数据集中的成对比较 [英] pairwise comparisons within a dataset

查看:141
本文介绍了数据集中的成对比较的处理方法,对大家解决问题具有一定的参考价值,需要的朋友们下面随着小编来一起学习吧!

问题描述

我的数据是18个向量,每个向量最多有200个数字,但有些却有5个或其他数字..组织为:

My data is 18 vectors each with upto 200 numbers but some with 5 or other numbers.. organised as:

[2, 3, 35, 63, 64, 298, 523, 624, 625, 626, 823, 824]
[2, 752, 753, 808, 843]
[2, 752, 753, 843]
[2, 752, 753, 808, 843]
[3, 36, 37, 74, 75, 76, 77, 78, 79, 80, 81, 82, 83, 84, 85, 86, 87, 88, 89, 90, 91, 92, 93, 94, 95, 96, 97, 98, 99, 100, 101, 102, 103, 104, 105, 106, 107, 108, 109, 110, 111, 112, ...]

我想在这组列表中找到最相似的那对.数字本身并不重要,它们也可能是字符串-一个列表中的2和另一个列表中的3是不可比较的.

I would like to find the pair that is the most similar in this group of lists. The numbers themselves are not important, they may as well be strings - a 2 in one list and a 3 in another list are not comparable.

我正在查看变量是否相同.例如,第二个列表与第四个列表完全相同,但是只有一个变量与列表3不同.
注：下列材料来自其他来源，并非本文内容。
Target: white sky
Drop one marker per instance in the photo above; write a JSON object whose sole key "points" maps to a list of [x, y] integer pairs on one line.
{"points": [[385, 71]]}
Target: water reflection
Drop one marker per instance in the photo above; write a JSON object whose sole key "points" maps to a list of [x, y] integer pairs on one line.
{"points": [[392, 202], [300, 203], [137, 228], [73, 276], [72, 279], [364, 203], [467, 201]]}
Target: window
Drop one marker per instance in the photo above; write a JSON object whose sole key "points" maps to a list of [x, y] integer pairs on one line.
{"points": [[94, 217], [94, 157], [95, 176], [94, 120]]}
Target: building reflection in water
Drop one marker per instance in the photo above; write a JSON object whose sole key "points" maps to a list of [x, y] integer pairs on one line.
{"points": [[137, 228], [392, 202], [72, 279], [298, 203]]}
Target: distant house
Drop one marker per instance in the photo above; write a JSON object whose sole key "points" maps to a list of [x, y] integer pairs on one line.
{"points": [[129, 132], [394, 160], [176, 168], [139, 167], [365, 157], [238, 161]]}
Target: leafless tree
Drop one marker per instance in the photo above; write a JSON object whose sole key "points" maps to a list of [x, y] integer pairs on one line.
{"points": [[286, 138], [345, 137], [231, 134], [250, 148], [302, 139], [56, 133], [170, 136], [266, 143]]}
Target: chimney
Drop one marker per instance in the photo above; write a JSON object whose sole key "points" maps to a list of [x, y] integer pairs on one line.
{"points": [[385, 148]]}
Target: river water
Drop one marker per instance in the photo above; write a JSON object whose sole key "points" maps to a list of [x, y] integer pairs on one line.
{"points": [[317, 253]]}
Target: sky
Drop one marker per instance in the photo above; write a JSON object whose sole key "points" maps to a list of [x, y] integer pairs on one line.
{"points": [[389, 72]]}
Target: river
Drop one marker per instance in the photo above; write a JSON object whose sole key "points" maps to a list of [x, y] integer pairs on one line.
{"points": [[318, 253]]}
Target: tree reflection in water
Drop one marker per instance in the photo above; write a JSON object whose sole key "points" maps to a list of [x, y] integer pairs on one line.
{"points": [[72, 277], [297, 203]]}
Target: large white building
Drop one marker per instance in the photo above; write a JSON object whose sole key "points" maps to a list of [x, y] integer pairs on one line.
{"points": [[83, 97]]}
I am looking if the variables are the same. for example, the second list is exactly the same as the 4th list but only 1 variable different from list 3.

此外,最好找到最相似的三元组或最相似的n,但成对是第一个也是最重要的任务.

Additionally it would be nice to also find the most similar triplet or n that are the most similar, but pairwise is the first and most important task.

我希望我已经足够清楚地阐明了这个问题,但是我很高兴提供任何其他人可能需要的信息!

I hope i have layed out this problem clear enough but i am very happy to supply any more information that anyone might need!

我感觉它涉及到numpy或scipy规范/余弦计算,但是我无法完全确定该怎么做,或者这是否是最好的方法.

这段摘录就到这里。